U.S. Treasury Keeps Size of Two-, Three-Year Note Auctions
The U.S. Treasury Department said it will maintain the size of its two-year and three-year note auctions and also keep the amount of longer-term bond issuance unchanged from the previous quarter.
The Treasury will auction $27 billion in three-year notes on Aug. 12, $24 billion in 10-year notes on Aug. 13, and $16 billion in 30-year bonds on Aug. 14, the department said in its quarterly refunding statement released today.
Next week’s auctions of notes and bonds will fall to $67 billion, compared with $69 billion last quarter. The sales will raise $9.3 billion in new cash.
“Based on current fiscal forecasts, coupon auction sizes will remain steady going forward,” the department said in a statement today in Washington. “Treasury will continue to monitor projected financing needs and make appropriate adjustments as necessary.”
Treasury, which reduced two-year and three-year auction sizes by $1 billion a month each from May to July, should maintain the issuances at last month’s levels to build “structural cash”, the Treasury Borrowing Advisory Committee said in the documents released today. The TBAC also pointed to an expected funding shortfall beginning in fiscal year 2016.
“What they are essentially doing is trying to make a case for a bigger cash cushion for the Treasury, which would essentially smooth their funding needs over the near to medium term,” said Millan Mulraine, deputy head of U.S. research and strategy at TD Securities USA LLC in New York. “It’s a cautionary approach that they are taking.”
Wall Street bond dealers had expected continued cuts in the issuances of two- and three-year Treasuries as the government’s borrowing needs decline amid improvement in the economy, according to a survey of 22 primary dealers.
The Treasury said it’s reviewing its cash-balance policy after the TBAC recommended increasing its cash cushion. It is conducting the review after events such as Superstorm Sandy and the Sept. 11 terrorist attacks disrupted debt auctions.

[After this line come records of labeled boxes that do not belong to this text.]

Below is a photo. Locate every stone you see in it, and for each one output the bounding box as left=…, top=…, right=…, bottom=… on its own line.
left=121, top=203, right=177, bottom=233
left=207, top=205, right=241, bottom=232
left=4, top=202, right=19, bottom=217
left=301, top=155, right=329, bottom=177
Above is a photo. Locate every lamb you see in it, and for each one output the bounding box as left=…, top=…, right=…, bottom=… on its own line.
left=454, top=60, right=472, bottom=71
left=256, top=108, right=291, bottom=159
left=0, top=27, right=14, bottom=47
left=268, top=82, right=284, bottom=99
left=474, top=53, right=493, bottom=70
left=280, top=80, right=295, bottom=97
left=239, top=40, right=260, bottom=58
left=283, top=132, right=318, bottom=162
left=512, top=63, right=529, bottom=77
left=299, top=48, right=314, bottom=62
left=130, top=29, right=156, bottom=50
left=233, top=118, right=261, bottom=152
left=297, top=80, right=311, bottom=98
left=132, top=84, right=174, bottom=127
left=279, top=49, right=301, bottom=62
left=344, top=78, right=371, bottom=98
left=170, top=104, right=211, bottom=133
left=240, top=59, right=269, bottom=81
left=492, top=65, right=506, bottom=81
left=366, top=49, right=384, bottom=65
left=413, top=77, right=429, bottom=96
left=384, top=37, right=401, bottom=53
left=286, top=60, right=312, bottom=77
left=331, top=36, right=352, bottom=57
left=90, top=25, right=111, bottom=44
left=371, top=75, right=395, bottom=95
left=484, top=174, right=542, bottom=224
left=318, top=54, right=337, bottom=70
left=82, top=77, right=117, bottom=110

The committee, which represents investment funds and banks, discussed the historically low levels of volatility in financial markets and concluded that “monetary policy and regulatory changes have contributed to the decline.”
“Liquidity providers have declined in number and capacity, making the system less able to deal with unexpected volatility,” according to minutes of the panel’s Aug. 5 meeting.
Bank of America Corp.’s Market Risk Index that uses options to forecast fluctuations in equities, currencies and bonds reached minus 1.35 last month, a record low. A negative number means lower-than-normal volatility expectations based on data going back to 2000.
Bank of America Merrill Lynch’s MOVE Index, a measure of traders’ expectation for the pace of swings in bond yields based on volatility in over-the-counter options on Treasuries maturing in two to 30 years, was 56.68 yesterday. That’s down from a high over the past 12 months of 114.19 reached in September 2013.
Separately, Treasury said today that dealers offered mixed reactions to the idea of selling securities with maturities of more than 30 years.
“There’s some broad concern about how the securities would be, you know, basically, distributed, would they need to warehouse the risk in an era where we know dealers’ balance sheets aren’t as large as they once were,” Assistant Secretary for Financial Markets Matthew Rutherford said today at a press conference.
“There was some concern that, if you went down this path, it may not be the best source of financing for Treasury,” he said.
Treasury will monitor how the Federal Reserve handles its $4.4 trillion balance sheet when beginning to withdraw record stimulus, Rutherford said. Specifically, Treasury will track how redemption of Treasury securities by the Fed would influence Treasury’s cash flow, he said.
“It is something that we have to watch very closely, because the amount of maturing securities each year between 2016 and 2020 is quite large,” Rutherford said.
The Treasury said today it will conduct small-scale buybacks this fiscal quarter to test information-technology systems. It said the buybacks don’t signal any change in policy.
This fiscal quarter runs from August to October.
Treasuries advanced, pushing 10-year yields to the least since May, as concern that tensions between Russia and Western nations over Ukraine are escalating boosted investor demand for haven assets. The benchmark 10-year yield dropped two basis points, or 0.02 percentage point, to 2.46 percent as of 11:43 a.m. in New York, according to Bloomberg Bond Trader data.
Treasury’s borrowing needs this quarter fell to the lowest level for the period since 2007 as a stronger economy boosts tax revenue.
The U.S. economy grew at a 4 percent annualized rate from April through June. That pace matched the average growth rate from July through December of 2013, which was the strongest six months in a decade.
The 2014 budget deficit is projected at 2.8 percent of gross domestic product by the Congressional Budget Office. It is down from 9.8 percent of GDP in 2009, when President Barack Obama took office.
The $365.9 billion budget shortfall from October through June compared with a $509.8 billion gap in the same period a year earlier, according to the Treasury Department.